Tom Segura: "We don't need a middleman through the promoter."
[08:00]
They highlight the blurred lines between genuine expression and exploitative content in the digital age.
[Various Segments]
Tom, Brad, and Christina candidly discuss various fetishes, including foot fetishes and adult baby play, blending humor with honest conversations about sexuality and personal preferences.
Brad Williams: "Men in general, you guys don't get treated nicely... Give it up for the men, everybody."
[70:35]
[77:00 - 89:58]
Towards the end, audience-submitted clips of accidents and safety mishaps are reviewed. The hosts humorously critique the incidents while emphasizing the importance of safety.
Tom Segura: "The screaming should replace the Wilhelm scream. It's so authentic."
[81:36]
They navigate the balance between humor and the sensitivity required when discussing real-life accidents.

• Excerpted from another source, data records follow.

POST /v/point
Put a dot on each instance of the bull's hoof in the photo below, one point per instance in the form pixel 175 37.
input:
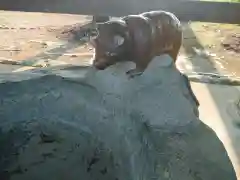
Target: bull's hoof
pixel 100 19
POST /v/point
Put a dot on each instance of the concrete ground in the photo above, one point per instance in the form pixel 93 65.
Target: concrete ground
pixel 34 40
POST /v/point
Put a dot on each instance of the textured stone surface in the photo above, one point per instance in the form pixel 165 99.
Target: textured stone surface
pixel 107 126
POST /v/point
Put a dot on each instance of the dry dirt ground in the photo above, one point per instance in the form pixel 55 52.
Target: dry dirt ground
pixel 40 39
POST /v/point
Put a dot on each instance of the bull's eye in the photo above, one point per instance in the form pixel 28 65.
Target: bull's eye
pixel 110 54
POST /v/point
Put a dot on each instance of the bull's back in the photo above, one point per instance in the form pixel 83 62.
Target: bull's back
pixel 168 32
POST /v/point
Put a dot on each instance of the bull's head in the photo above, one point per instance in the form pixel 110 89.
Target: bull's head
pixel 110 43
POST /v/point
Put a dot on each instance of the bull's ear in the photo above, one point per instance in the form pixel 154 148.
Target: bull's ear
pixel 118 40
pixel 99 25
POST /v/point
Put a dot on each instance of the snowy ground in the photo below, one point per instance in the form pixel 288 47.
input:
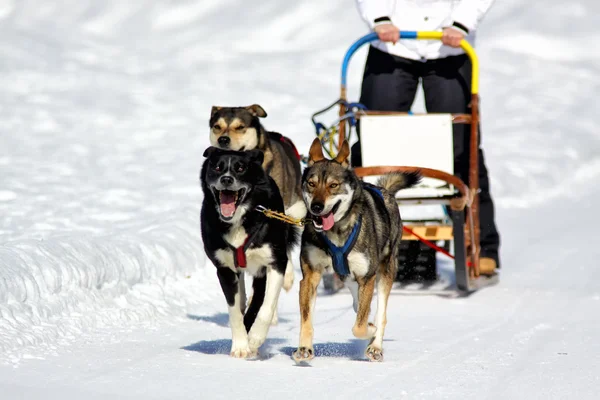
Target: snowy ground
pixel 104 287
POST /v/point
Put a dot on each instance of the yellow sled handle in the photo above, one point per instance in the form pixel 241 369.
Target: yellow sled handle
pixel 420 35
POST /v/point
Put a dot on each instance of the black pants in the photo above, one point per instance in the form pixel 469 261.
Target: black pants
pixel 390 84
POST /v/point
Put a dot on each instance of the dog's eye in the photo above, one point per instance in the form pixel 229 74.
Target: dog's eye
pixel 240 168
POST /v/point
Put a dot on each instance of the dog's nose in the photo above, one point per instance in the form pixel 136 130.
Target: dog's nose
pixel 226 180
pixel 224 141
pixel 317 208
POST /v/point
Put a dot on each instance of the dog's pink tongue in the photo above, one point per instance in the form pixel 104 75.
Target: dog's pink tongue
pixel 327 221
pixel 227 204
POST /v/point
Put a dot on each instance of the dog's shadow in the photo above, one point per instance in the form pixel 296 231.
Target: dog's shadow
pixel 223 347
pixel 222 319
pixel 353 350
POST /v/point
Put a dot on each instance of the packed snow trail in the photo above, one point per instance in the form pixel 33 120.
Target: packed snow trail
pixel 104 288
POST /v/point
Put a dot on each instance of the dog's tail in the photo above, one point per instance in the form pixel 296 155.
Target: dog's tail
pixel 395 181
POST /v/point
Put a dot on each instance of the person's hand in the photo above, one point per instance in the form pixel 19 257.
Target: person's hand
pixel 452 37
pixel 388 33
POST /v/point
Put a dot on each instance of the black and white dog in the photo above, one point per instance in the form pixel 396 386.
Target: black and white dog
pixel 240 239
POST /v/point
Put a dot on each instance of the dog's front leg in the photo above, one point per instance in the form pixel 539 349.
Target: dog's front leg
pixel 239 338
pixel 260 328
pixel 362 329
pixel 384 286
pixel 308 296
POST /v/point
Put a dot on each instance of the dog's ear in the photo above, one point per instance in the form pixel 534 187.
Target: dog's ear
pixel 210 151
pixel 343 154
pixel 256 111
pixel 256 156
pixel 316 152
pixel 214 110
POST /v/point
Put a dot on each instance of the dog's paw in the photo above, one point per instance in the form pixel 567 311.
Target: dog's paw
pixel 242 352
pixel 374 353
pixel 255 341
pixel 365 331
pixel 303 354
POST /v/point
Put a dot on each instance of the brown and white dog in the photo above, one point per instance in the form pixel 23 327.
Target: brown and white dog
pixel 357 230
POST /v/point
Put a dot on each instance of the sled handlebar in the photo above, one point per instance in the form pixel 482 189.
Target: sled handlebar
pixel 421 35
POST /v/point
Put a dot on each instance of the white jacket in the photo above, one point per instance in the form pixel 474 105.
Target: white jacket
pixel 424 15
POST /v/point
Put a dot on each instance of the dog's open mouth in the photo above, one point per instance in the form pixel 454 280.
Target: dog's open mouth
pixel 229 200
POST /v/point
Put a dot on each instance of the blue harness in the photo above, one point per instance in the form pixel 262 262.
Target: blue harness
pixel 339 255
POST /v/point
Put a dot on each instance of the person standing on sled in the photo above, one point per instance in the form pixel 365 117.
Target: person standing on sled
pixel 394 68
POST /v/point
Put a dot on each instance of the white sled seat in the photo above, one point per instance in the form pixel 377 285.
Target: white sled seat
pixel 410 140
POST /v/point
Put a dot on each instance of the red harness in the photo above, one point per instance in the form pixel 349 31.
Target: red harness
pixel 239 253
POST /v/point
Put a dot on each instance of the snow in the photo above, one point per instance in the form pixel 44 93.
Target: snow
pixel 104 287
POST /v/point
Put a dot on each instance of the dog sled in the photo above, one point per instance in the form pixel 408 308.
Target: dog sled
pixel 422 142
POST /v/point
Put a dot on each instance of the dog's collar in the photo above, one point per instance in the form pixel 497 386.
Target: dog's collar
pixel 339 255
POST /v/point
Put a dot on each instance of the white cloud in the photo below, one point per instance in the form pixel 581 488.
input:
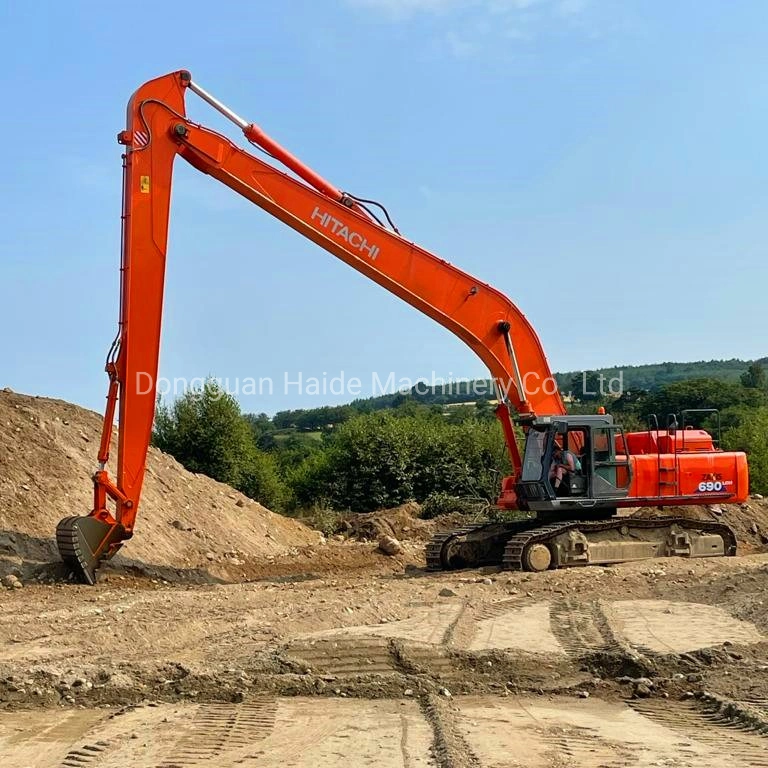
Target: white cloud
pixel 465 28
pixel 402 9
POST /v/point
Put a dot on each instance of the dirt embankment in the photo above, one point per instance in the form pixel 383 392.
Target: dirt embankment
pixel 187 522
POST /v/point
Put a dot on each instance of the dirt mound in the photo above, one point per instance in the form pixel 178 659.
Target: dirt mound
pixel 401 522
pixel 187 522
pixel 749 520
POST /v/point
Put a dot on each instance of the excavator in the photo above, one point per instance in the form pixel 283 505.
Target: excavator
pixel 575 522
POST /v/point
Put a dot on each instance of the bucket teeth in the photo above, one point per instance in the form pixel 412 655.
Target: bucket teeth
pixel 84 542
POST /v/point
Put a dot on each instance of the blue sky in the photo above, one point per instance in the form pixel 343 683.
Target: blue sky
pixel 603 163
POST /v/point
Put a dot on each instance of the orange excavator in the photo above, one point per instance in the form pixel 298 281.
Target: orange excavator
pixel 573 503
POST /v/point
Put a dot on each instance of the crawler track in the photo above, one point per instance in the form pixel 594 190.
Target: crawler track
pixel 506 544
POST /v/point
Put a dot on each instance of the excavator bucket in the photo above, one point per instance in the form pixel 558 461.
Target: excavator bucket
pixel 84 542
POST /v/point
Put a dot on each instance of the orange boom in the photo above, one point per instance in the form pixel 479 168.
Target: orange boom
pixel 574 520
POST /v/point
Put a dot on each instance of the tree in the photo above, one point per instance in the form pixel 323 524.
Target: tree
pixel 750 434
pixel 386 458
pixel 700 393
pixel 754 377
pixel 205 431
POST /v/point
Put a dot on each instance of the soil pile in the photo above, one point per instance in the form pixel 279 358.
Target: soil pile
pixel 187 522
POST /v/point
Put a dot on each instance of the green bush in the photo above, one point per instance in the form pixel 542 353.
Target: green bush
pixel 205 431
pixel 748 432
pixel 384 459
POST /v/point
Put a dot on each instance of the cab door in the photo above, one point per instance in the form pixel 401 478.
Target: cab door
pixel 611 468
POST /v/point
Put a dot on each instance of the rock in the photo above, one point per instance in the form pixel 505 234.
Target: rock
pixel 12 582
pixel 390 545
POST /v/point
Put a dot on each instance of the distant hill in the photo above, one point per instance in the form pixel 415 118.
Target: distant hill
pixel 635 377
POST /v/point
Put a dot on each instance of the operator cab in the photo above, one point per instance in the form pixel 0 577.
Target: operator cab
pixel 602 471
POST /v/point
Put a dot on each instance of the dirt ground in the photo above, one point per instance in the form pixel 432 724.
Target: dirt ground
pixel 314 652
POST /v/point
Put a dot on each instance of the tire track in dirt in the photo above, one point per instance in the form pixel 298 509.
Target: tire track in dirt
pixel 707 723
pixel 450 748
pixel 221 728
pixel 87 755
pixel 582 627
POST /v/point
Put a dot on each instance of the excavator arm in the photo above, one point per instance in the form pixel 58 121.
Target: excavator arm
pixel 157 131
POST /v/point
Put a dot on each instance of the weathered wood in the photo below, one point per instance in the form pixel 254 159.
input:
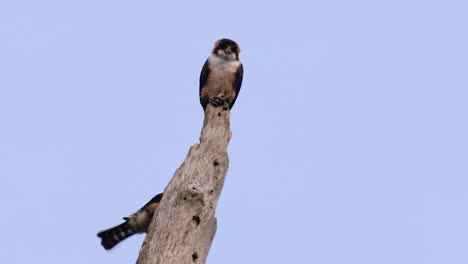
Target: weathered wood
pixel 184 225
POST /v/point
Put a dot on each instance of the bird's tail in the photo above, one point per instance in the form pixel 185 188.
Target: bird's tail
pixel 111 237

Tom Segura on Dennis Rodman:
"Dennis has his own challenges. He means well. They were like, this guy's out of his mind."
[02:26]
Brad Williams on KTLA Incident:
"We don't need a middleman through the promoter. Yeah."
[08:00]
Christina P. on Political Correctness:
"Stop letting me always play with you when you got some super fine, a baddie."
[26:03]
Brad Williams on Open Relationships:
"If there's that imbalance there."
[93:36]
Tom Segura on Fetishes:
"If you want this, this is what you're doing. If you're not participating, then you're full of get out of here."
[28:22]
Episode 807 of "Your Mom's House" continues to deliver the hosts' signature blend of humor, candidness, and insightful commentary. From dissecting controversial media decisions to exploring the intricacies of personal relationships and fetishes, Christina P., Tom Segura, and Brad Williams engage listeners with their unfiltered perspectives and comedic flair. The episode not only entertains but also prompts listeners to reflect on broader societal issues, all while maintaining a light-hearted and humorous tone.
Note: This summary intentionally omits advertisements, intros, outros, and non-content sections as per the user's request, focusing solely on the substantive discussions and interactions within the episode.